LAWS(CHH)-2017-7-9

SMT.RAMESHWARIBAI Vs. ISHWAR LAL SAHU

Decided On July 05, 2017
Smt.Rameshwaribai Appellant
V/S
Ishwar Lal Sahu Respondents

JUDGEMENT

(1.) Heard Challenge in this revision is to the order dated 06.08.2014 passed by the Principal Judge, Family Court, Balod in Misc. Criminal Case No.33/2010, wherein an application preferred on behalf of Prakash Kumar & Harendra Kumar, who are minors, in a proceeding for claim of maintenance along with their mother for DNA test to confirm the paternity was dismissed.

(2.) The facts, which are involved in this case, are that, initially, an application under section 125 of Cr.P.C., 1973 was filed by the petitioner No.1 Smt. Rameshwari Bai, claiming to be wife of Ishwar Lal Sahu. The petitioner No.2 Prakash Kumar and petitioner No.3 Harendra Kumar had also joined in that petition and claimed maintenance against his father Ishwar Lal Sahu. The said application for 125 of Cr.P.C. claiming maintenance was rejected by an order dated 08.12.2010 in entirety. Against such order of rejection of the application under section 125 of Cr.P.C., 1973 a Criminal Revision bearing No.21/2011 was preferred, which was decided by an order dated 31.03.2011 by the High Court. The High Court came to a finding that the wife Smt. Rameshwari Bai could not establish that she is legally wedded wife and upheld the finding to that extent but in respect of claim of the minor sons Prakash Kumar and Harendra Kumar, the application was remanded with a finding that the family Courts are under obligation to provide complete opportunity and sufficient assistance to the parties to prove their pleading and claim. Thereby, the revision was partly allowed and the finding of rejection for maintenance relating to Prakash Kumar and Harendra Kumar both the minor sons were set aside and direction was given to decide the case afresh.

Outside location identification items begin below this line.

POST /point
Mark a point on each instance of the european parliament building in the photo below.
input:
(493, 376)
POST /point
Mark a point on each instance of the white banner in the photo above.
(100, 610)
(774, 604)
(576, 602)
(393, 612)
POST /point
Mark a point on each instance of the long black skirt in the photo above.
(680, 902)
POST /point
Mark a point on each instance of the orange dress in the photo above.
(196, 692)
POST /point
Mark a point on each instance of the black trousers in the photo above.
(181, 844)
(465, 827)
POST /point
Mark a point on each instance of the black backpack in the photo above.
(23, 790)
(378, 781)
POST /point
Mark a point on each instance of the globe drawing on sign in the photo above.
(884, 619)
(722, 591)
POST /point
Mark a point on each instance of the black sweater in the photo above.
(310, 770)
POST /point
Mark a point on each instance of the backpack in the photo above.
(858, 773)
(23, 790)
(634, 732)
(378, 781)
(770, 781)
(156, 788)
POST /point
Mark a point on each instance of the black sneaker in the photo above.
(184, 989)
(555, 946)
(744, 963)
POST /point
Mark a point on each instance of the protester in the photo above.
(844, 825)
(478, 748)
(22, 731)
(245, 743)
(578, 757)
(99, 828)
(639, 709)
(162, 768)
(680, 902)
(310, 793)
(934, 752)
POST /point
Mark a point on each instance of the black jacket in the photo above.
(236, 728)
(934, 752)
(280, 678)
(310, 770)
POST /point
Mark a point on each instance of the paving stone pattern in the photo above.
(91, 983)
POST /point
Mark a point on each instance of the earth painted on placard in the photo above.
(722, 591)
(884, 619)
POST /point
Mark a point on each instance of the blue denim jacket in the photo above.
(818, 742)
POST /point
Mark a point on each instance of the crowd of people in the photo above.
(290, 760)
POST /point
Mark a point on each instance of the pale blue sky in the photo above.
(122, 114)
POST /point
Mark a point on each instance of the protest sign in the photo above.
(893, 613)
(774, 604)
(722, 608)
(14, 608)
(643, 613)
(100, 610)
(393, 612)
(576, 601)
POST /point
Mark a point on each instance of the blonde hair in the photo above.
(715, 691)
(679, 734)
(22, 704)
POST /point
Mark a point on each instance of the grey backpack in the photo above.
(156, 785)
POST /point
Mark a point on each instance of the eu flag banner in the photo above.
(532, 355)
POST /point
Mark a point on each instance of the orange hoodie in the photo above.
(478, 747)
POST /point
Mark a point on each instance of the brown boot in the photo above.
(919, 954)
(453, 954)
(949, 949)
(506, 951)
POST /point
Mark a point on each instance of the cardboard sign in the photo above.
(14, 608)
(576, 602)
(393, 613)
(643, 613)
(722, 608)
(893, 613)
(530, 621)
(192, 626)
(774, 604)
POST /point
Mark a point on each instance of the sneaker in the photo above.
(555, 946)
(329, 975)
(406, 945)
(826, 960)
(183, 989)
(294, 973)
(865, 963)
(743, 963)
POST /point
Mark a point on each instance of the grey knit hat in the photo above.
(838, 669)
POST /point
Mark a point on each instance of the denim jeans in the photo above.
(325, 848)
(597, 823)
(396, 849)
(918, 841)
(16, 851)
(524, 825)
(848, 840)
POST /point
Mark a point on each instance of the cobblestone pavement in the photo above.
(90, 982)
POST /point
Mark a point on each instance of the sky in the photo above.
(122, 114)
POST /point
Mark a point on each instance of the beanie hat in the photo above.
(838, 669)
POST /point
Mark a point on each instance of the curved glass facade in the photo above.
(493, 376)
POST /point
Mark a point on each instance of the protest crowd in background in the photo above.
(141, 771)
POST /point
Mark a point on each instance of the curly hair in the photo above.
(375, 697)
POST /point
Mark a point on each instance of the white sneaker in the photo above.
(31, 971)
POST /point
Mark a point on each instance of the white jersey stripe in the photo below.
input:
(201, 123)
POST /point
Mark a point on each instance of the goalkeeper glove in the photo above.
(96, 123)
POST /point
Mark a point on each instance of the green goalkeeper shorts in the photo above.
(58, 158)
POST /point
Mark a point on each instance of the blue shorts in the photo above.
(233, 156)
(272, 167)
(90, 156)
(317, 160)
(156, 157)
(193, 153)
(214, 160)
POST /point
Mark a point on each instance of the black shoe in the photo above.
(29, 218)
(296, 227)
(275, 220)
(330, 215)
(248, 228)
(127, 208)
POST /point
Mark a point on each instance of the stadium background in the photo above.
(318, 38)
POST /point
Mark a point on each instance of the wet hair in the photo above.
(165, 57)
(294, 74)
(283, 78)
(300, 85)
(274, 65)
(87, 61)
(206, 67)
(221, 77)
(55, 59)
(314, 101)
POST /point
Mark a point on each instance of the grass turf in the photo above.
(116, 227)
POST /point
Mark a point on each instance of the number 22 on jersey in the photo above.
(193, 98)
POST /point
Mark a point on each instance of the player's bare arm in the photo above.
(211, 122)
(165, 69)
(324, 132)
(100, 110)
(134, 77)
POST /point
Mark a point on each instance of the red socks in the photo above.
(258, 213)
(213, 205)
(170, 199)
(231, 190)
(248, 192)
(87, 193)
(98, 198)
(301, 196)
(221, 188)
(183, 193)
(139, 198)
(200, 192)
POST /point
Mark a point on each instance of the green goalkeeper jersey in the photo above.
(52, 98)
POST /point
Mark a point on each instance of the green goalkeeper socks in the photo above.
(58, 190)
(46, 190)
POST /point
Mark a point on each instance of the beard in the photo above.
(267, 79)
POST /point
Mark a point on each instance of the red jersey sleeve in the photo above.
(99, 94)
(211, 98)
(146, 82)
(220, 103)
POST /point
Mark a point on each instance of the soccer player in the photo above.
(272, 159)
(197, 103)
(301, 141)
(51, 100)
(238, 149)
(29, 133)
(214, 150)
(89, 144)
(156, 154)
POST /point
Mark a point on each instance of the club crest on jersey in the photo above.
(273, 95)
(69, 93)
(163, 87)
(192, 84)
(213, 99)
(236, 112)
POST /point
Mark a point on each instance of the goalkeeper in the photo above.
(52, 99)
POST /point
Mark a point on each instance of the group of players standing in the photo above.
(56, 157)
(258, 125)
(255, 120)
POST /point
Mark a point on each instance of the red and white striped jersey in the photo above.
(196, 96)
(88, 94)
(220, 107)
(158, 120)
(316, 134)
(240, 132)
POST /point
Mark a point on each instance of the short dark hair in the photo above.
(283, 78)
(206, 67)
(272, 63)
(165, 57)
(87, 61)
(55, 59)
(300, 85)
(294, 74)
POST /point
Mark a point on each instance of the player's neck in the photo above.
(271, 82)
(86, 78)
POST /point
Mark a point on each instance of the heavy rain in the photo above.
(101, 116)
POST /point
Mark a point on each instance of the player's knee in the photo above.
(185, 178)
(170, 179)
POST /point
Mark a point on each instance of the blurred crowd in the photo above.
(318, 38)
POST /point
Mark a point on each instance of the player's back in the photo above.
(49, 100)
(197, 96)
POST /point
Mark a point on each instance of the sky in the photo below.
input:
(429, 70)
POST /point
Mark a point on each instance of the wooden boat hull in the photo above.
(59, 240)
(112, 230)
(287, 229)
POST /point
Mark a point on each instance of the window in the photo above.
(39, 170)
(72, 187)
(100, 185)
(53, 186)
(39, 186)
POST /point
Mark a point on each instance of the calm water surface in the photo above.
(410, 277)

(3.) The records as would show the proceeding again commenced before the family Court Balod on 06.09.2011. During such proceeding, an application was filed by minor sons who were represented by amicus curie for test of DNA of non-applicant father as the father had denied the paternity. The family Court rejected such application on the ground that the respondent has acceded his consent for such DNA test, therefore, the Court cannot compel the non-applicant (father) to go for DNA test. Thereafter, the proceedings continued. Subsequently, another application for DNA test of non-applicant was filed wherein it was pleaded that the applicant sons can only prove their paternity through the DNA test and no other means are left out. It was further pleaded that the earlier rejection of the application for DNA test was informed by amicus curie who had represented the minors at the relevant time. Therefore, the DNA test is required to be carried out to prove the paternity of the child. Subsequently, the said application was decided by the order dated 06.08.2014 wherein the learned family Court rejected the application on the ground that on 07.02.2012 an application for DNA test was rejected, therefore, the said prayer cannot be repeated again and the application was dismissed.